Il est entré dans les bureaux, a fait une blague à papa, a bavardé, a viré quatre grands noms pour apaiser sa horde. Puis, alors que la réalité s’installait et qu’on lui rappelait que des lois et des règlements existaient, il a décidé de soumettre la question de la modération du contenu à un comité – tout comme Zuckerberg s’est retrouvé à le faire avec le Conseil de surveillance, qui lui-même a abordé la grande question de l’interdiction de Trump.

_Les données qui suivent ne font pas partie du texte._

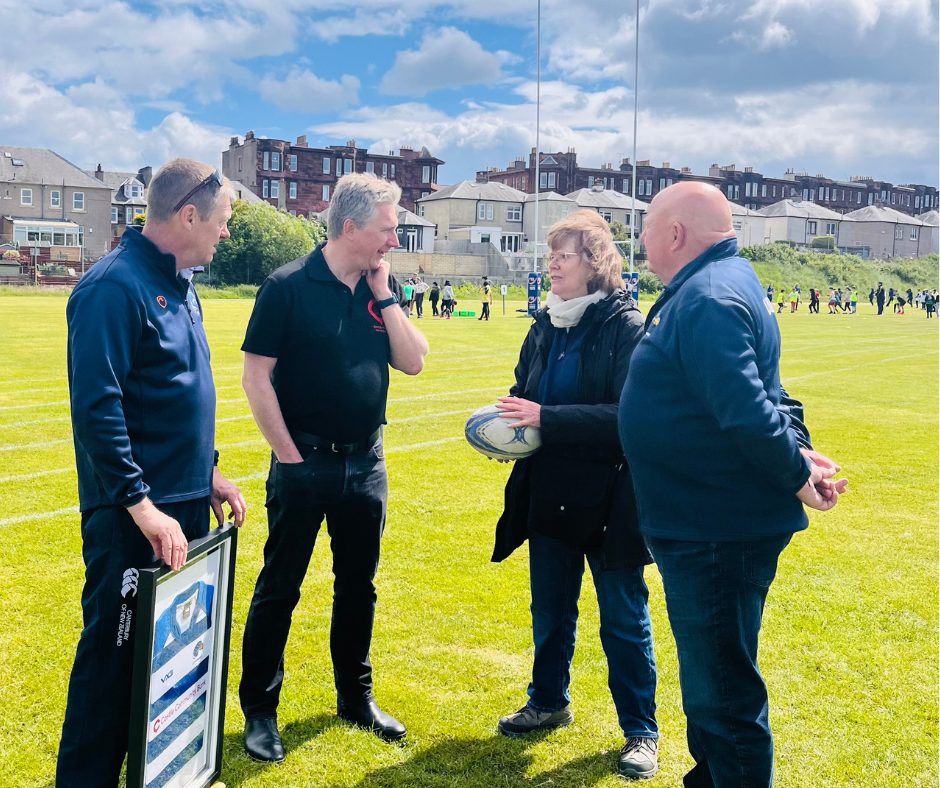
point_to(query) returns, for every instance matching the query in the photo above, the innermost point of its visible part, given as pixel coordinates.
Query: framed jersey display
(184, 622)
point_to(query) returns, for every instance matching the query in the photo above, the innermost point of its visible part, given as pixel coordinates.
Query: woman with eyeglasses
(573, 499)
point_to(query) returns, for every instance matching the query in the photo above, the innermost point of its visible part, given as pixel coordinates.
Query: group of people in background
(846, 300)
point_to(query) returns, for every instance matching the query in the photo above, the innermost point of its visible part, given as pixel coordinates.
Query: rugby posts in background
(534, 291)
(184, 622)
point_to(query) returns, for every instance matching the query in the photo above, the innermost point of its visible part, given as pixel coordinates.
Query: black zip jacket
(140, 384)
(578, 481)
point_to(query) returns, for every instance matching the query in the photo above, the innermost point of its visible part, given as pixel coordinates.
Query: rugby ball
(491, 435)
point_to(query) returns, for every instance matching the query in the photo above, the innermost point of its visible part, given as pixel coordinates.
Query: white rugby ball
(491, 435)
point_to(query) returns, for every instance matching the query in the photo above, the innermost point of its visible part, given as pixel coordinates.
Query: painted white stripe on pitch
(38, 405)
(36, 421)
(38, 474)
(25, 518)
(856, 366)
(35, 445)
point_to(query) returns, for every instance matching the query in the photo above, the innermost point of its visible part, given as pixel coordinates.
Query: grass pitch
(849, 646)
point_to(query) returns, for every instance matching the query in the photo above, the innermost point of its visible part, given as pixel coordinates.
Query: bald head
(684, 221)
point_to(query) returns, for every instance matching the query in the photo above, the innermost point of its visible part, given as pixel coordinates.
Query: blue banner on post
(632, 283)
(535, 292)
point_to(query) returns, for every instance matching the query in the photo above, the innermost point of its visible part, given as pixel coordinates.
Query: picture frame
(181, 654)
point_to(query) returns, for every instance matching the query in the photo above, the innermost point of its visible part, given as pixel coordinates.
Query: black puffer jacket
(578, 482)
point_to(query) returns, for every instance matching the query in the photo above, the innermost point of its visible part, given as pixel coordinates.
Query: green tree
(262, 240)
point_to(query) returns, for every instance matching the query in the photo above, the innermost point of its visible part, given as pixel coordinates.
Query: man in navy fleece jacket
(143, 421)
(720, 475)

Il s’avère que gérer une entreprise de médias sociaux n’est pas aussi simple qu’il y paraissait avant le rachat. Musk pourrait bientôt s’ennuyer avec son nouveau jouet compliqué, craignant de ne pas désactiver trop de clients et d’annonceurs, et décider de déléguer la plupart des grandes décisions à une équipe qui maintient Twitter à peu près tel quel.
Auquel cas, il n’y aura peut-être pas assez de pop-corn dans le monde pour la déception de ces stans. Tôt ou tard, ils se rendront peut-être compte qu’ils ne visaient pas un super-héros Marvel, mais un milliardaire ennuyé qui ne s’est jamais vraiment soucié d’eux en premier lieu.